Martha Johnson, administrator of the General Services Administration, resigned April 2 after an investigation found agency officials had wasted money on a training conference.
The IG's office released its report on the Western Regions 2010 conference late on April 2. According to the report, the conference cost more than $822,000. The expenses included multiple "planning trips" and "test runs" in which GSA employees stayed at the luxury hotel where the conference took place in October; various violations of contracting rules, including telling a contractor the maximum budget for a training exercise -- $75,000 -- and then paying that amount; and a lavish reception costing $31,208.
Also out: Robert Peck, commissioner of the Public Buildings Service, and Johnson's adviser Stephen Leeds, who served briefly as acting GSA administrator in 2009 and 2010, while Johnson was going through the confirmation process. Johnson fired both men before submitting her own resignation, the Washington Business Journal reported.
In her resignation letter, Johnson said GSA had made "a significant misstep" and explained her decision to step down in the wake of an internal probe.
"Reports of an internal conference in which taxpayer dollars were squandered led me to launch internal reviews, take disciplinary personnel action and institute tough new controls to ensure this incident is not repeated," she wrote. "In addition, I feel I must step aside as administrator so that the agency can move forward at this time with a fresh leadership team."
Some observers noted that Johnson, who was confirmed in April 2010, had been in office only a few months before the conference took place and it is not likely that she played a role in the planning.
"When you come into an organization as complex and big as GSA, there are a lot of things in motion when you get there," said Bob Woods, president of Topside Consulting and former Commissioner of the Federal Technology Service at GSA. "There are a lot of moving parts. I don't think it's reasonable to think she came in in April or May and was down to managing things on the conference planning level in the Public Buildings Service."
Indeed, many of the abuses associated with the planning process and documented in the report took place in 2009.
Homeland Security and Governmental Affairs Committee Chairman Joe Lieberman (I-Conn.) issued a statement calling the debacle "a stupid and infuriating waste of taxpayer dollars" and added that the "people responsible for it should be held accountable."

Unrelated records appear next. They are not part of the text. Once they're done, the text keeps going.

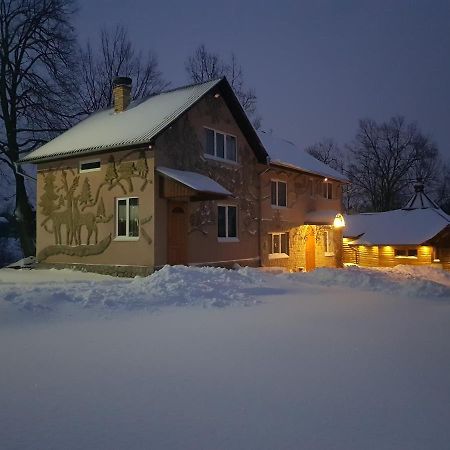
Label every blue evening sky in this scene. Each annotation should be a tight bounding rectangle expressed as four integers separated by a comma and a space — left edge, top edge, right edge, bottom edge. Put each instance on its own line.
75, 0, 450, 159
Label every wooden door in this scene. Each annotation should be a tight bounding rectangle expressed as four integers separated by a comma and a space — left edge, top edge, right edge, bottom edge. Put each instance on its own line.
167, 202, 188, 265
305, 227, 316, 271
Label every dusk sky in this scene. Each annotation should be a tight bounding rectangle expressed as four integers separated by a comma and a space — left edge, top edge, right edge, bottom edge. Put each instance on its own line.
75, 0, 450, 159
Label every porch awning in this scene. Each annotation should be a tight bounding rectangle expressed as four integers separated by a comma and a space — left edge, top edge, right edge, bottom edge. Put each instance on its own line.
304, 209, 340, 225
156, 166, 232, 201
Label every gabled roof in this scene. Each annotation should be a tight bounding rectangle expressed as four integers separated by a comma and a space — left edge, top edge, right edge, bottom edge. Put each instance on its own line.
21, 78, 268, 164
257, 131, 348, 182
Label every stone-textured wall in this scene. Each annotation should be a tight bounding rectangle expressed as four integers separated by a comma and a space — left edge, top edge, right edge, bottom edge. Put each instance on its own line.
259, 166, 344, 271
153, 93, 260, 266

Procurement attorney Jonathan Aronie, a partner in the government contracting group at Sheppard Mullin law firm in Washington D.C., said that the broader effects of the IG report and the resignations are likely to be minimal, because the spending abuses are egregious.
“I find that big issues actually have a different type of impact that the issues that are in everyone else's sphere of reality," he said. "When I’m trying to give a compliance course to a client, I don’t use a big, extravagant case as my example. Something like this, people will look at it and say, ‘we don’t do stuff like that.’ The things that have a big impact are the things people look at and say, ‘Oh, I've done things like that before.’”

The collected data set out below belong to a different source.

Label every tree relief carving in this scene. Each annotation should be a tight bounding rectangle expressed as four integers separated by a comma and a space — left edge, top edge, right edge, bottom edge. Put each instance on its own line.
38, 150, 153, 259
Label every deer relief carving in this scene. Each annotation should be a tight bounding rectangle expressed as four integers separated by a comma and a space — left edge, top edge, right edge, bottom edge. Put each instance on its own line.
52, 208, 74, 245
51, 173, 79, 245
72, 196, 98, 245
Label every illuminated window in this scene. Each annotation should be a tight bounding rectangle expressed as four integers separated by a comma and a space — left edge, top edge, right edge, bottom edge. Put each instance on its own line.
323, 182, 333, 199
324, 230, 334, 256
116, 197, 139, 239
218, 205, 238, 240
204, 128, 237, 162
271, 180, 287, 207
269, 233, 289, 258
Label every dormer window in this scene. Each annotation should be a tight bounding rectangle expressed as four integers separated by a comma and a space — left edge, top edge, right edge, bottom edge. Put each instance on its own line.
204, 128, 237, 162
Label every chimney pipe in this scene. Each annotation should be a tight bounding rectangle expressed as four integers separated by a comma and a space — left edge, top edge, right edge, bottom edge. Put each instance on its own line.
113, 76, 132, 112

Woods said the situation reflects bad timing.
“Given some of the guidance the agencies have received on spending, this is bad timing,” Woods said. “The lesson is that you have to worry about, and manage, perceptions. Someone was not paying attention to the details.”
At the same time, he was sympathetic to the people who are being harshly judged in hindsight.

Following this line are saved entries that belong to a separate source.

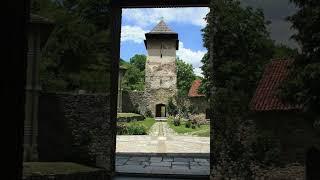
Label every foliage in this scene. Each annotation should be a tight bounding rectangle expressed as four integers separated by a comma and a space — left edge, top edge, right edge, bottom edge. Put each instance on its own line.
176, 58, 197, 96
280, 0, 320, 116
167, 117, 210, 136
202, 0, 275, 177
117, 118, 155, 135
144, 109, 153, 118
31, 0, 112, 93
185, 120, 191, 128
122, 54, 146, 91
167, 97, 178, 116
189, 114, 207, 126
117, 124, 147, 135
130, 54, 147, 71
173, 117, 181, 126
272, 44, 298, 59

“These are people who, for the most part, want to do well for the public. They are dedicated and passionate, and this stuff is judged in the rear-view mirror. It makes you think twice about public service,” Woods said.
GSA has tapped Dan Tangherlini, the Treasury Department’s assistant secretary for management, chief financial officer, and chief performance officer as acting administrator, according to published accounts.